Seen at Cambridge Arts Picturehouse

[rating: 4/5]

Samurai, ultraviolence and flaming oxen – 13 Assassins delivers action and blood by the gallon. The last hour of the film alone would impress Rambo. But what makes Assassins such a satisfying overall experience is that this isn’t just another Asian popcorn flick – Takashi Miike (best known for Audition) proves to be a smart filmmaker, challenging our brains as well as our stomachs.

The film takes place in Feudal Japan, where the depraved Lord Naritsugu’s outrageous actions threaten to shatter the uneasy peace. It is decided that Naritsugu (a splendidly creepy Goro Inagaki) must be ‘removed’ by releasing a team of elite samurai to ambush and murder him (of course!).

What follows is a pretty traditional ‘men on a mission’ tale, familiar to anyone who’s seen Seven Samurai (clearly a big inspiration) or the like. Our heroes train, grimace, philosophise over duty and honour, and then murder the heck out of armies of men. It’s all done pretty well; Miike knows how to tell a story, and the protagonists are believable and likeable. Little splashes of physical humour spice up a story that is both easy to follow and very satisfying.

The only sections that don’t feel as natural are early in the film, where we are shown ‘just how evil the baddie is’. It does the job well, but maybe a bit too well – Naritsugu’s depredations could have jumped out of one of Miike’s horror films, and don’t connect very well with the more traditional style of the rest of the movie.

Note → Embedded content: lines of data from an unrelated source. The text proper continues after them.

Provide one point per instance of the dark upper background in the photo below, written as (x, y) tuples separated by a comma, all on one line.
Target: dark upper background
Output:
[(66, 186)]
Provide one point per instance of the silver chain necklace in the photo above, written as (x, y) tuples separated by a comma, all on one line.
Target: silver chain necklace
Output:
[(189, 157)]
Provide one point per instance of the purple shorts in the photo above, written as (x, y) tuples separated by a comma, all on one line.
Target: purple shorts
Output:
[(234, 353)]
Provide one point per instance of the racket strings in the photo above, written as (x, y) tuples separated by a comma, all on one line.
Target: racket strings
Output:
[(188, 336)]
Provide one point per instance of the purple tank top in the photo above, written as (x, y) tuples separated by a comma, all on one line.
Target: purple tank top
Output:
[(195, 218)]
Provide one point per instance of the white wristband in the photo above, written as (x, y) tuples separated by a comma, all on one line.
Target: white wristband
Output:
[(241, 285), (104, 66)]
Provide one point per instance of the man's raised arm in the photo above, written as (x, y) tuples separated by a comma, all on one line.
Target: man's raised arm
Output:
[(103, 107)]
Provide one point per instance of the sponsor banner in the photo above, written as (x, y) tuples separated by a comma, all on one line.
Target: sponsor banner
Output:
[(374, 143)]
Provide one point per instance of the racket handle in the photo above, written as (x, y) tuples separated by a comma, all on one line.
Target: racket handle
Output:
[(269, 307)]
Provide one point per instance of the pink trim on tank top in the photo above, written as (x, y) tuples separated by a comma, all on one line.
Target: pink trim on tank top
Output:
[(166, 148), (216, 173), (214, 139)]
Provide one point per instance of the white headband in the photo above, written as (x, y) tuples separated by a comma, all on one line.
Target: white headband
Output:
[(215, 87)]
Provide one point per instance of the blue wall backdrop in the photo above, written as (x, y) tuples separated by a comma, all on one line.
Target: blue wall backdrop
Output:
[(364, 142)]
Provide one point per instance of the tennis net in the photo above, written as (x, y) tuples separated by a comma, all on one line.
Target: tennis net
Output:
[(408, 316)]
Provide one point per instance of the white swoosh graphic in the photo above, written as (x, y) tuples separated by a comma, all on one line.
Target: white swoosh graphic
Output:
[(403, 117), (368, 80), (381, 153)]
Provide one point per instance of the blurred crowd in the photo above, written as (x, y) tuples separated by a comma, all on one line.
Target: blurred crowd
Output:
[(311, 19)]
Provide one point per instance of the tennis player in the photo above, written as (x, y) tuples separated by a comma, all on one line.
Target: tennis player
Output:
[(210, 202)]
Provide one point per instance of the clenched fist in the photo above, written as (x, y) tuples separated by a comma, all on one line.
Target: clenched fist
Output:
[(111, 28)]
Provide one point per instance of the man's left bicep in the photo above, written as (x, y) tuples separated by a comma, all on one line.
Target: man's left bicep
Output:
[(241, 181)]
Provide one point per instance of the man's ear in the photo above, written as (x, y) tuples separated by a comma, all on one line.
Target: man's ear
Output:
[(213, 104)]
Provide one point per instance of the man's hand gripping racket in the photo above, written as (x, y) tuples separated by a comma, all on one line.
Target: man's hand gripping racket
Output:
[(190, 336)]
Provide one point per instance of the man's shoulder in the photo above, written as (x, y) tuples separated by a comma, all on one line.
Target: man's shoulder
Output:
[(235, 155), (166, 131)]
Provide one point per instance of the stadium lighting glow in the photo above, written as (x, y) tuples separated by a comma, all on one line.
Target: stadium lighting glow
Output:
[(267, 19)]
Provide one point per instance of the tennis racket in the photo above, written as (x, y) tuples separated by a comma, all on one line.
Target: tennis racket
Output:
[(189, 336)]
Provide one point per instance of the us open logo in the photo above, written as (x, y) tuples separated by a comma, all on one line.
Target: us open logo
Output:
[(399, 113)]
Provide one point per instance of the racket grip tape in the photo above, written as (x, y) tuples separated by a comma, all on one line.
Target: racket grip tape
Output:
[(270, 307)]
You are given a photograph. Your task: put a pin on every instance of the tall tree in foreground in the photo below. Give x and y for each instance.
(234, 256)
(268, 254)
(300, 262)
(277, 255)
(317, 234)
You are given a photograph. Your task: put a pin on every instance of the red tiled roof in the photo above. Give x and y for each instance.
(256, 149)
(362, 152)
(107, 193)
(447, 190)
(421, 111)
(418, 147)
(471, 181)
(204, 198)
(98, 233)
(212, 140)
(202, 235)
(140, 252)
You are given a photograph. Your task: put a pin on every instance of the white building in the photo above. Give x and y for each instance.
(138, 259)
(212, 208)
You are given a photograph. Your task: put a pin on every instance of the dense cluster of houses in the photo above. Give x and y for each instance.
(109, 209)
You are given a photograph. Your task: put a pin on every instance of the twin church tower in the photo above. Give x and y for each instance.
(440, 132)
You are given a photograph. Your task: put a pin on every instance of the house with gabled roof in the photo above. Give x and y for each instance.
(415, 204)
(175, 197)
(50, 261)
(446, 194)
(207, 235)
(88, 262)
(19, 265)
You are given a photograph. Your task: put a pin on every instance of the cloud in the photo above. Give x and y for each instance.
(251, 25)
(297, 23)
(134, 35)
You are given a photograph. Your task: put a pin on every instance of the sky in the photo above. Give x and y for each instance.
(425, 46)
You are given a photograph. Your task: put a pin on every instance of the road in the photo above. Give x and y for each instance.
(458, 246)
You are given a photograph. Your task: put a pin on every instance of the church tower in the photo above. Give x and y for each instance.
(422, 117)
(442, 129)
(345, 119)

Rather than plumping for the standard ‘old vs. new ideology’ debate, 13 Assassins pits ‘old vs. even older’. The villain takes noble power to the extreme – in his twisted mind, his status grants him the right to do whatever he wants. On the other hand, our heroes feel that the right and honourable path is to massacre this villainous lunatic, and if they die gloriously, all the better! The most tragic and thought-provoking character is the villain’s chief bodyguard (Masachika Ichimura). Although appalled by his master’s ways, he defends him with his life out of a misplaced sense of duty.

But let’s face it: nice as it is for action flicks to be smart, the audience isn’t showing up to satisfy their raging intellects. Fortunately, Miike delivers the action spectacularly. The last hour of the film consists of breath-taking, non-stop violence in the style of an ‘80s-era Schwarzenegger movie. Our heroes massacre their way through literally hundreds of soldiers (the line ‘70 down, 130 to go!’ got a cheer), but the stunning action never gets boring.

CGI is used sparingly, and the fighting feels very real. Forget giant computer-animated robots: 13 Assassins shows us just what it’s like to be hacked up with a katana, and it ain’t pretty. The sound is fantastic: the clashing blades and crunching bones are sickeningly satisfying. The visuals are amazing too – the Japanese mountains are gorgeously shot, and the costumes are a real treat (although by the end of the film they can barely be made out beneath the mud and blood).

Whilst not for the faint-hearted, 13 Assassins is one of the best action films in recent years. If you like epic screen violence, Japanese cinema and really smart storytelling, then this is one film you won’t want to miss.